GTDB-Tk files count

jsgounot · December 2, 2024, 5:12am

Hey everyone,

This is more a suggestion than a direct issue. With the increased number of genomes, that will likely continue to grow at a fast pace, the size of the GTDB-Tk database continues to grow not only space-wise but also in terms of files. Not everyone is aware of this, but some cluster configuration limits quite a lot the number of files on their system. The current database is more than 200K files, mostly genomic files. That’s a lot. I wonder if it would be possible to drastically reduce the number of files, using fasta index tool on concatenated genomes instead for example.

Thanks for considering the option,
JSG

jolespin · December 8, 2024, 10:52pm

I’ve noticed this as well. Been going back and forth between my engineering team wanting more traditional databases and me explaining that flat files are the norm in bioinformatics. I wonder what other solutions there could be like loading the genomes into a sql db or similar?
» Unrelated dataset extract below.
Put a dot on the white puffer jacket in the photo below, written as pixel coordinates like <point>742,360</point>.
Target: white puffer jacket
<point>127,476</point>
donovan.parks · December 16, 2024, 10:48pm

Hi,

Thanks for the comment and we fully appreciate the concern. Unfortunately, there isn’t an easily solution since, as jolespin indicated, most bioinformatics software requires flat files. As such, even if we put them in a DB we would need to dump them to disk before running a lot of the 3rd party dependencies on which GTDB-Tk relies.

Cheers,
Donovan

jsgounot · December 17, 2024, 3:52am

There is no need for a database, as indicated in my first message you can query a large fasta file with samtools faidx or other tools, producing flat files on the fly fast and easily. This will however require a bit of scripting and maybe formatting the fasta files before concatenation, but nothing impossible.